What about the boys?
Trans men are much rarer in science fiction, as they are in other media. One honorable exception is Mission Child
by Maureen McHugh. It tells the story of a young woman who struggles with her gender after disguising herself as a man to escape persecution. Although Jan finds much of life as a man attractive, and is offered the chance of surgery, she is unsure how to proceed. In particular she tells her doctor that she had no thought of being male before circumstances required her to disguise herself. The questions that the doctor asks suggest that McHugh researched the issues well before writing the book, though it is unclear whether she accepts the transsexual viewpoint as valid.
Beyond the Binary
There are many books that feature aliens who are sexless, hermaphrodite or even change sex naturally. Ursula K. Le Guin's The Left Hand of Darkness
is a well known classic that shows the difficulty humans can have in related to someone who changes from male to female in front of their eyes. But for Le Guin's aliens the change is perfectly natural and their gender identities must be very different from ours.
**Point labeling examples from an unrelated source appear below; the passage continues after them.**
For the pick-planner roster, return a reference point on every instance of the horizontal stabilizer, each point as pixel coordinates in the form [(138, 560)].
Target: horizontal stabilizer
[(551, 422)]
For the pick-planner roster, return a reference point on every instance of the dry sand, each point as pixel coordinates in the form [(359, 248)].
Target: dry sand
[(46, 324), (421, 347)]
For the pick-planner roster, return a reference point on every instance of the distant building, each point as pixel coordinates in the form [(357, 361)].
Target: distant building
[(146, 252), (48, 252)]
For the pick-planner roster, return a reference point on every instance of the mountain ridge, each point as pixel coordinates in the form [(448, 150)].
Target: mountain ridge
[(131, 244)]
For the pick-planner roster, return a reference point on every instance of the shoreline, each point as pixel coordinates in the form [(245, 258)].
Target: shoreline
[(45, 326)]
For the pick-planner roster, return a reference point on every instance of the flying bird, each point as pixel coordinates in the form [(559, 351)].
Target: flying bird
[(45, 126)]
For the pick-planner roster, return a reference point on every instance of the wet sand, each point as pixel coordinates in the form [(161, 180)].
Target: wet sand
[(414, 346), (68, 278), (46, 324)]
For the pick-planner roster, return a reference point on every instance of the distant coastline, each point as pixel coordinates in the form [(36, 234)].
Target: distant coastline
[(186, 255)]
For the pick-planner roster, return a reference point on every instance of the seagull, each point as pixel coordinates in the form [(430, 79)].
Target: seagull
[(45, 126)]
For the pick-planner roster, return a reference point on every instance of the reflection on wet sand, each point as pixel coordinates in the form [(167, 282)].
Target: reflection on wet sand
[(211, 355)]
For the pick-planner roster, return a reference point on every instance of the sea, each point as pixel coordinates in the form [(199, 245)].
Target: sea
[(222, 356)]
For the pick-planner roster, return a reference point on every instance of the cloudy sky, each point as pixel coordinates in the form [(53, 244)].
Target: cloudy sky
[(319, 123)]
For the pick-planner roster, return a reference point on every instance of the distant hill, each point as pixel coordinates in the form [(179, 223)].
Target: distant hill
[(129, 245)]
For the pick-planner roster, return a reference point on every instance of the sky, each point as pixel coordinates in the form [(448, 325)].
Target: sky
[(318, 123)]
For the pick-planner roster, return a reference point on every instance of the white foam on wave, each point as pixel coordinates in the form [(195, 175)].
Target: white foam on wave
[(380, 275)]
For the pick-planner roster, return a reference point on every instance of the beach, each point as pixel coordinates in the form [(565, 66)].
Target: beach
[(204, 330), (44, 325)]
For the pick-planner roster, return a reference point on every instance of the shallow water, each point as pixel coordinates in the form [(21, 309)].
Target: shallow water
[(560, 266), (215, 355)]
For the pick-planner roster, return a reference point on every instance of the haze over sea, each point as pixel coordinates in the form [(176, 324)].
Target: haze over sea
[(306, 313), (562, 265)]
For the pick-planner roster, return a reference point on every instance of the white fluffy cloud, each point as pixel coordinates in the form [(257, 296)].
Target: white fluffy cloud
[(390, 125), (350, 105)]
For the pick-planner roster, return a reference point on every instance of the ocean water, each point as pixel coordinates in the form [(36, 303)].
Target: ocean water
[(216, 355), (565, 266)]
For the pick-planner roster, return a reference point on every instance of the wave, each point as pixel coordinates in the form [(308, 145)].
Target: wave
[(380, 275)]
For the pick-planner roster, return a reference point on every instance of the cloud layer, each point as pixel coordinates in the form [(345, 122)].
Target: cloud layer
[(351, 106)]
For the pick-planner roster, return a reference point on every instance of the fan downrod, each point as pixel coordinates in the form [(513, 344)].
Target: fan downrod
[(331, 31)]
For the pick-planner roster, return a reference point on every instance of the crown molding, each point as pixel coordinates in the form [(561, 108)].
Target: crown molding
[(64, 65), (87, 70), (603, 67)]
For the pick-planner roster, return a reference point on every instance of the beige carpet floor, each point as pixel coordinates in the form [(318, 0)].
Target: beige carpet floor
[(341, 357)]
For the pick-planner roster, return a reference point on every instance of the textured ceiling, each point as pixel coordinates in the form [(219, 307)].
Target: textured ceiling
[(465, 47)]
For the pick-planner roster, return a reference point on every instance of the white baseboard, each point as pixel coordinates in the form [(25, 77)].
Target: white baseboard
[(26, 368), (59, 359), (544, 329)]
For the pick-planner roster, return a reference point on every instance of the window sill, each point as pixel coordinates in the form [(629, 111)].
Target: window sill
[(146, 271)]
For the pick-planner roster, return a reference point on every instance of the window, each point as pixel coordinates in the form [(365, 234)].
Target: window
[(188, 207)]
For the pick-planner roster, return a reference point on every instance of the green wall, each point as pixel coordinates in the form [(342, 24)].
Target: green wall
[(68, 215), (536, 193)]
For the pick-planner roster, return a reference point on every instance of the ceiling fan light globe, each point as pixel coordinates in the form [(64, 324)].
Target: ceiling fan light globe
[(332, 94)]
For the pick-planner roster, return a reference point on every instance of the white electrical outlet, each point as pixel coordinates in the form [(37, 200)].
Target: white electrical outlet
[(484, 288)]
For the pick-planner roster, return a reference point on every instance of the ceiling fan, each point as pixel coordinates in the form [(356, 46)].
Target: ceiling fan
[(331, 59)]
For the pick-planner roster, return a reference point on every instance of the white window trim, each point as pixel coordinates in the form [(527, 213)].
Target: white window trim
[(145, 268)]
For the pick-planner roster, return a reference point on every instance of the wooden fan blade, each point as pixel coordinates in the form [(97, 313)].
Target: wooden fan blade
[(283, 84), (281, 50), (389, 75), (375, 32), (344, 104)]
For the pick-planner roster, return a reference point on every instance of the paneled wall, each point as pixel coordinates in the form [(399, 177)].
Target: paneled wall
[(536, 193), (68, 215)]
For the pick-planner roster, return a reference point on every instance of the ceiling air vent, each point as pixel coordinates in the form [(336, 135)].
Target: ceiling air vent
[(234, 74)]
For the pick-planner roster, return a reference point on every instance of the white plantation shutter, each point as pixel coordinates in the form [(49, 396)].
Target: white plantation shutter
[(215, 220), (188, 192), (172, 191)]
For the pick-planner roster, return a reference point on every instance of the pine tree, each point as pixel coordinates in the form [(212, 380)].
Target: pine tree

I do know of one book that deals with a genuinely intersex human. Ilario, by Mary Gentle (published in two volumes - The Lion's Eye
and The Stone Golem
- in the USA) is a fantasy novel featuring a lead character with both male and female sex organs, and a functional womb. The book is excellent when looking at the social disadvantages faced by Ilario and the unpleasant attitudes of other people (including Ilario's mother). However, the book also features something of a caricature of an MtF transsexual in the form of a eunuch who chooses to live as a woman. Neferet is described as behaving with exaggerated femininity. She also has a strong sexual relationship with a gay man, thereby advancing the theory that MtFs are "really" gay men who have "gone too far".
Some recent progress
In River of Gods
Ian McDonald describes a character who has undergone surgery to become a "nute" - a person without gender. Tal has no traditional sexual organs, but is capable of orgasms thanks to especially sensitive parts of yt's skin. The complex surgery required to become a nute, and the social ostracism that nutes face in society, are clearly based on issues that face transsexuals in the real world.
Finally we have a book that features real transgender people as heroes. Supervillainz
by Alicia E. Goranson tells the adventures of two transgender people (one MtF, one FtM) who accidentally become enemies of a group of capitalist super heroes. Set against a background of the queer community in Boston, it is clearly written by someone who knows the full spectrum of transgender experiences very well.
As I said at the beginning, I have only scratched the surface here. There are many other books worth discussing - not to mention comics, films and so on. I suspect a few might appear in comments. I'd like to hear of some more positive representations. Hopefully, as transgender people become more widely known, writers of all sorts will portray them more accurately.